Just in case you haven't read my original review - now the US has a local release out thru CMC - here it is again! 5 or so months on and I am still playing this album to death and love it to pieces! Classic Night Ranger.|
I anticipate a new Night Ranger album with enthusiasm reserved only for a handful of artists. Why? Because Night Ranger have never made a bad record. Their style has changed over almost every album, but their core trademarks remain to create classic American hard rock, like no one else can.
Seven is the band's second release since re-forming to the original line up.
Jack Blades called this album as the band's 'immature' album, after I described Neverland as a very mature record. That is only half true though, as this album continues the more polished and mature sounds of it's predecessor. Where it does lighten up and have some fun is in the intelligent, yet tongue in cheek lyrical content.
I think Seven mearly enhances the new styles and different sounds of Neverland, while maybe returning to some more familiar territory with some heavier songs and a stack more guitar!|
I think also that the album leans more towards a Jack Blades style of record. I feel there is a couple of comparisons to Damn Yankees on Seven, and he certainly had a hand in writing all of the tracks.

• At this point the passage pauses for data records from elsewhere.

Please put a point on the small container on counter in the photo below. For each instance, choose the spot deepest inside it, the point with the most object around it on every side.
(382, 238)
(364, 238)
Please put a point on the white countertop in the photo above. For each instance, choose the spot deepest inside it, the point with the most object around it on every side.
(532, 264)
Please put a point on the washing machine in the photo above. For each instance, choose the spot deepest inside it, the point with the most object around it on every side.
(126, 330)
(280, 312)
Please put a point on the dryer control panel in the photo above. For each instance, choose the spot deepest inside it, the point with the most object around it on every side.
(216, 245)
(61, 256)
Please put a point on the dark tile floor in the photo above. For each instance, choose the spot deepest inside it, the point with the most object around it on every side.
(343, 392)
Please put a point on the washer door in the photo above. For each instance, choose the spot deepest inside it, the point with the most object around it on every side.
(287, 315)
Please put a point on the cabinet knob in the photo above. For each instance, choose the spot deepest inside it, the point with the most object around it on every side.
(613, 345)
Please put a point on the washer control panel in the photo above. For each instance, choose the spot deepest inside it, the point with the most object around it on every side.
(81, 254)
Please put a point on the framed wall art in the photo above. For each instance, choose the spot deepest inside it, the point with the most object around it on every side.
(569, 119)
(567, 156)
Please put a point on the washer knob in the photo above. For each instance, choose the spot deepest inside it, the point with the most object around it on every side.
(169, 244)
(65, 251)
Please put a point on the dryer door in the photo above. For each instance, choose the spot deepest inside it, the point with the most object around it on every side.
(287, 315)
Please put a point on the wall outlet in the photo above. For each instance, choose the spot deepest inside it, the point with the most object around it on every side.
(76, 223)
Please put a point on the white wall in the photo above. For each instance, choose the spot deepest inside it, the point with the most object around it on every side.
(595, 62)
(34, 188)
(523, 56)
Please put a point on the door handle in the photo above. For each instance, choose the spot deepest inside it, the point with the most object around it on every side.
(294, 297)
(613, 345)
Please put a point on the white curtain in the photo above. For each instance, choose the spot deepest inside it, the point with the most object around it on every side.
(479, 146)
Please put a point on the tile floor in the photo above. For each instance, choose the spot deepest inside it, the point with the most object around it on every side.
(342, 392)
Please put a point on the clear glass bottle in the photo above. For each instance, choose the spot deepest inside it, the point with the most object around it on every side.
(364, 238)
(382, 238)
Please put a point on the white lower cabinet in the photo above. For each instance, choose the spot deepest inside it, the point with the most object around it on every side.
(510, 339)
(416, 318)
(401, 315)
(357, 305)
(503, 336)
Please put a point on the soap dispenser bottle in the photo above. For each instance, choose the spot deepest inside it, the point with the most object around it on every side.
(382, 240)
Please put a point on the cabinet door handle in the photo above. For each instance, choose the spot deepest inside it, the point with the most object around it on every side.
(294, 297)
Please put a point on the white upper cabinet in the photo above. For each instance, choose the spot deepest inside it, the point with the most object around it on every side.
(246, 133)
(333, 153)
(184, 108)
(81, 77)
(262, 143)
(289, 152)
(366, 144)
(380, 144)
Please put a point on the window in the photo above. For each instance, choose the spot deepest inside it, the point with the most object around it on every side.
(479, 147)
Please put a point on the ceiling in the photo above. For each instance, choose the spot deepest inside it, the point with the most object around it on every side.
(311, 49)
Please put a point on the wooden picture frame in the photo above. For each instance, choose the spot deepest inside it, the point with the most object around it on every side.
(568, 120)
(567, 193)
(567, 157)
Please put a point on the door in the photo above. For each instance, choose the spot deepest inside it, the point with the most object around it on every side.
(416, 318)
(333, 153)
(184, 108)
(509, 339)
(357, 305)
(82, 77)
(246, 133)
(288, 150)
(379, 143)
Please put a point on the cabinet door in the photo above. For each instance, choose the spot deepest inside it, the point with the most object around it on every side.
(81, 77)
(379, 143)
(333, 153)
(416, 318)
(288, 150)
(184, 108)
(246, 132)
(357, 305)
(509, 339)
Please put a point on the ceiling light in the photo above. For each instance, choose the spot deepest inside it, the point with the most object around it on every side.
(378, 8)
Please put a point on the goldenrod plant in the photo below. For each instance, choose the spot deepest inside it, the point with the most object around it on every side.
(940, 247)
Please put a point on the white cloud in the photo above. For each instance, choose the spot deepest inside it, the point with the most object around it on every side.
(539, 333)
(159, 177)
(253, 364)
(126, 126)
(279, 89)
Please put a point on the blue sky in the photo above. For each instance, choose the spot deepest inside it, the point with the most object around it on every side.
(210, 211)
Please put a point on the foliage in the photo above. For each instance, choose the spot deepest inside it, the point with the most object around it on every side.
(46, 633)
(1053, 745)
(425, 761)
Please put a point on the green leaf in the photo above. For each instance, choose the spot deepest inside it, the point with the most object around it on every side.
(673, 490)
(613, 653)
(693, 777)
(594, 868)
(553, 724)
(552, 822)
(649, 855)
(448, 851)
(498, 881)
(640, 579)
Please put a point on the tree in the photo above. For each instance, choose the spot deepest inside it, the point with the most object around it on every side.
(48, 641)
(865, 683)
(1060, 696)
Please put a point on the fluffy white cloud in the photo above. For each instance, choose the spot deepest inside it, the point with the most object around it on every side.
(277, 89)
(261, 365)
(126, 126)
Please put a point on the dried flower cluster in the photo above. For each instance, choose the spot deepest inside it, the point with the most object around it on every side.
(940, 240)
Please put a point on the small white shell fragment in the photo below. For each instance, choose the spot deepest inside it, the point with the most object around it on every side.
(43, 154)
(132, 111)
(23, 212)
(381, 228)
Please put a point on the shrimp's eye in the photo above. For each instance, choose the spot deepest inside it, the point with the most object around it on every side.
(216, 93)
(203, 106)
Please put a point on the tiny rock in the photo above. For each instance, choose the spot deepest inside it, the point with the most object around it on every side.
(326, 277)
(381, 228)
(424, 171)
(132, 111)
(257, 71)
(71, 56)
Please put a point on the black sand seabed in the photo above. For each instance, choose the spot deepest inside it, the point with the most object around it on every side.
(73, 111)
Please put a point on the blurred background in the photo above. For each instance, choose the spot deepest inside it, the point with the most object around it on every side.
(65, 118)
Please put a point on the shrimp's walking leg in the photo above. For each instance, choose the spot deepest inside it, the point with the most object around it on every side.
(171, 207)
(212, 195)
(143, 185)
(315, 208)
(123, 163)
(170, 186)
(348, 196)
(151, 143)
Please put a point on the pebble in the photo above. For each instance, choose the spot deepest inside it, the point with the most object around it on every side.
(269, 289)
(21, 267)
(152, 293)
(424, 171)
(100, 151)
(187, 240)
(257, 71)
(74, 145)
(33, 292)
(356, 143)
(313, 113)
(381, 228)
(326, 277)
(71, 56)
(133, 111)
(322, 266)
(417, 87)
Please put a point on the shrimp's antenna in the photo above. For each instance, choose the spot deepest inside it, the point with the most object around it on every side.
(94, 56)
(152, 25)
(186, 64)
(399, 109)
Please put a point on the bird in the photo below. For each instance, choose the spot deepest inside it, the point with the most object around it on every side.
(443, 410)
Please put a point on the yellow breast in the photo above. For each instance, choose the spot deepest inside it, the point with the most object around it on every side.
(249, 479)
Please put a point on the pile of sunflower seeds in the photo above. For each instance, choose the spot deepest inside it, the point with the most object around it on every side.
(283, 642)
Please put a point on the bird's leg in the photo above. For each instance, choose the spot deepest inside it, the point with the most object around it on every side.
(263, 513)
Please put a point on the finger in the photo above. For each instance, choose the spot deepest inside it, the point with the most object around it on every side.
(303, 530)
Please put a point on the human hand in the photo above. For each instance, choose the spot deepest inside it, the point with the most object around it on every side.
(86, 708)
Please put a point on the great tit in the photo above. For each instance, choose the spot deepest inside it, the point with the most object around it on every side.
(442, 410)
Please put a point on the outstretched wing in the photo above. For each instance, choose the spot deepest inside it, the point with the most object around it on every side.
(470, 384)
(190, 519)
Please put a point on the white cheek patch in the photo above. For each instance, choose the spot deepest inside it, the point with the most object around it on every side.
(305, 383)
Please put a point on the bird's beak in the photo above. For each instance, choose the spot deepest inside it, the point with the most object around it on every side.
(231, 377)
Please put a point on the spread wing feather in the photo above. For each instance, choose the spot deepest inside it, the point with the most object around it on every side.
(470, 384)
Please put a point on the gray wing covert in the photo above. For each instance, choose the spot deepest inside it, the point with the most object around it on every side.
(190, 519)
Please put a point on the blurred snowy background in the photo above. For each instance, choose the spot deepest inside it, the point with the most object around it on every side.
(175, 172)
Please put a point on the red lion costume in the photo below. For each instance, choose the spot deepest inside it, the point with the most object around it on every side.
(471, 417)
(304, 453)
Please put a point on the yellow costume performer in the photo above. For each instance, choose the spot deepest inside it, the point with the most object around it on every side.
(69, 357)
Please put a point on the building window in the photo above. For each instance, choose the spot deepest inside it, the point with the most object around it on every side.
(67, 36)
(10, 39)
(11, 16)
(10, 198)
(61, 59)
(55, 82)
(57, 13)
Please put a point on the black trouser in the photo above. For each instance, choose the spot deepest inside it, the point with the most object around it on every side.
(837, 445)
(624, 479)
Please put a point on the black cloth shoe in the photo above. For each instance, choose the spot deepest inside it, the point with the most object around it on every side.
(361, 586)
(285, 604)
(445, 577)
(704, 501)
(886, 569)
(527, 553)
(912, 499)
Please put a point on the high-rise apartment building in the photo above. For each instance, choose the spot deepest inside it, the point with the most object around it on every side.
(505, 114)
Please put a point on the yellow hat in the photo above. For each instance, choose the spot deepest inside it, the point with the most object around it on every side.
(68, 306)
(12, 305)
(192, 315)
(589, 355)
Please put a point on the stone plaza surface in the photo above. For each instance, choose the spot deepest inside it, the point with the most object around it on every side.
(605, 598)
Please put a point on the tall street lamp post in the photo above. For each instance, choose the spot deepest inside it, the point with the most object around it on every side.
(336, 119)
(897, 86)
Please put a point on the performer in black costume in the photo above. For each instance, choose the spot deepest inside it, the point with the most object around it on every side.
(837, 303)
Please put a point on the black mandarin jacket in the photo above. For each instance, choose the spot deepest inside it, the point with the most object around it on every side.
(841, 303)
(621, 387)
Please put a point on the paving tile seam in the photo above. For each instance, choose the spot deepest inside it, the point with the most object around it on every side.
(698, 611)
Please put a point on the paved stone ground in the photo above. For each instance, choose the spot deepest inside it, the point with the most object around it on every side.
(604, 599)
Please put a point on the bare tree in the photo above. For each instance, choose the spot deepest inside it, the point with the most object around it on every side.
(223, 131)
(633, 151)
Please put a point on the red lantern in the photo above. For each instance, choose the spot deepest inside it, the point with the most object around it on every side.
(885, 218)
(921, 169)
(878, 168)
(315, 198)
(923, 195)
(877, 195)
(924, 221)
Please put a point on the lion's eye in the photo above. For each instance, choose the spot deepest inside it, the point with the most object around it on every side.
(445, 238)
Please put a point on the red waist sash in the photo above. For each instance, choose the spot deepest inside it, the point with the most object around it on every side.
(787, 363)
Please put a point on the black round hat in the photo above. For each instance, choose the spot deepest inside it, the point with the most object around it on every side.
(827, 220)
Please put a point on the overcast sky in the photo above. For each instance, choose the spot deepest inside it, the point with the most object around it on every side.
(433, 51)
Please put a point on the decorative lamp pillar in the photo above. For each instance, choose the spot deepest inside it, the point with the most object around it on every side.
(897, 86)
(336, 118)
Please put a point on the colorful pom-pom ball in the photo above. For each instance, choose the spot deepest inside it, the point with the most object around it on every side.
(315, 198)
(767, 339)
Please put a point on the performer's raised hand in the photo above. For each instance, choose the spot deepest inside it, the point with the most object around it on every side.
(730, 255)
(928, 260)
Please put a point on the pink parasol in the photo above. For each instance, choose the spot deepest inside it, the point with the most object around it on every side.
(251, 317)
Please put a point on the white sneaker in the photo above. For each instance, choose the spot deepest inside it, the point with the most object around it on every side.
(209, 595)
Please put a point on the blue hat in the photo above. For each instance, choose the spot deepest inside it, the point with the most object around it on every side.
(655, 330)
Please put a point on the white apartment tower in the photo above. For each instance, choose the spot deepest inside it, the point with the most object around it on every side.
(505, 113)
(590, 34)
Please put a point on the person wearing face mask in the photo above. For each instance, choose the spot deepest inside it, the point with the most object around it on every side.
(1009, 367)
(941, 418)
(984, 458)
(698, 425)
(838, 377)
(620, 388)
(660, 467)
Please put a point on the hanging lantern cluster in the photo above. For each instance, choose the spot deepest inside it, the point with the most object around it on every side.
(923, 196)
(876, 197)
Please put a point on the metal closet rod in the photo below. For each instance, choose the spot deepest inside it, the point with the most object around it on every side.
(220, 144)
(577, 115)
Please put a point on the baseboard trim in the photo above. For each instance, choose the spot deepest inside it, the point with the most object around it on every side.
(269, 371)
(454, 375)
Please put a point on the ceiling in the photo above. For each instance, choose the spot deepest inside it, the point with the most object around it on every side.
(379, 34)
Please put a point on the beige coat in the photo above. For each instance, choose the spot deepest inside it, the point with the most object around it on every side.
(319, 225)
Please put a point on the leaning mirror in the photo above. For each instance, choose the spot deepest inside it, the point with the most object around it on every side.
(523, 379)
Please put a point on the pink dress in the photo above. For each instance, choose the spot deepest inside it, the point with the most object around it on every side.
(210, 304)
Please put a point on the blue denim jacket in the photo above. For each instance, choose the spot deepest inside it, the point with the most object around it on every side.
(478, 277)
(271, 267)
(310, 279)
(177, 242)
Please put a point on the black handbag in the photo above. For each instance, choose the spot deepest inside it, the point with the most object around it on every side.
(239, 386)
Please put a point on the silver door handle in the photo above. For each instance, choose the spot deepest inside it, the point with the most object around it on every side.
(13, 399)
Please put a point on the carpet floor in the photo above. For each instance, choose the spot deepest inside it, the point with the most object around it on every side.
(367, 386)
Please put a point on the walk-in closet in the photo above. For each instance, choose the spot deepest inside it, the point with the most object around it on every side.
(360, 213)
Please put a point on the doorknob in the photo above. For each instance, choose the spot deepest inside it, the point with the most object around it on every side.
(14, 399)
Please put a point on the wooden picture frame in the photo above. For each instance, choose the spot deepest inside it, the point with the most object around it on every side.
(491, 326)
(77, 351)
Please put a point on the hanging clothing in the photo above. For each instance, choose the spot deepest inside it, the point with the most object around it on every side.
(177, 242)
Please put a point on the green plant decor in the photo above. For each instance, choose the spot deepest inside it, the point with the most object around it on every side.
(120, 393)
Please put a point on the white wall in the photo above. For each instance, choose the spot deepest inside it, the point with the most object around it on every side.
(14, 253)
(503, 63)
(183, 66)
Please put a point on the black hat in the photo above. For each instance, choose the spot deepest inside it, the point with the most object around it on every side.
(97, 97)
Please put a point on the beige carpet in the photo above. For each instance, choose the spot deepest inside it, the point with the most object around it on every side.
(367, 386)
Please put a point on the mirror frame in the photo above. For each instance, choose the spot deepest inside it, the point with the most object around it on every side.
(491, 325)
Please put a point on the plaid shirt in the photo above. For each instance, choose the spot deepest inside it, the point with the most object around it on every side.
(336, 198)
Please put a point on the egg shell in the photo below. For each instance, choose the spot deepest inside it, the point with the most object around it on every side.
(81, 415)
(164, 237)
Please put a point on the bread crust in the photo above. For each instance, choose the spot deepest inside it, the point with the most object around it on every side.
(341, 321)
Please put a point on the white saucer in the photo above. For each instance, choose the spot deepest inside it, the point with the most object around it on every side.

The production is also superb. Sharp crisp songs with an even mix throughout. I am not sure where Fitz fits into things though, as he is only clearly visible when he gets the spot light on the 1998 version of 'Let Him Run'.
Sign Of The Times opens the album, and despite hearing a preview of the track, I was blown away at the amount of guitars and the heaviness of this track as it progresses toward it's climax. Jeff and Brad quite simply go off! The chorus has to be amongst the most classic Night Ranger have ever recorded, and is an instant classic. Great fun lyrics, and Jack is singing like a demon!
Jane's Interlude mearly serves as an intro into Panic In Jane, the main single or radio track. This track starts with electric guitars, but is evenly serviced with acoustics throughout, with Jack going through a sort of rappy verse and a more laid back chorus than the last track, reminiscent of Walk In The Future, just an octave higher.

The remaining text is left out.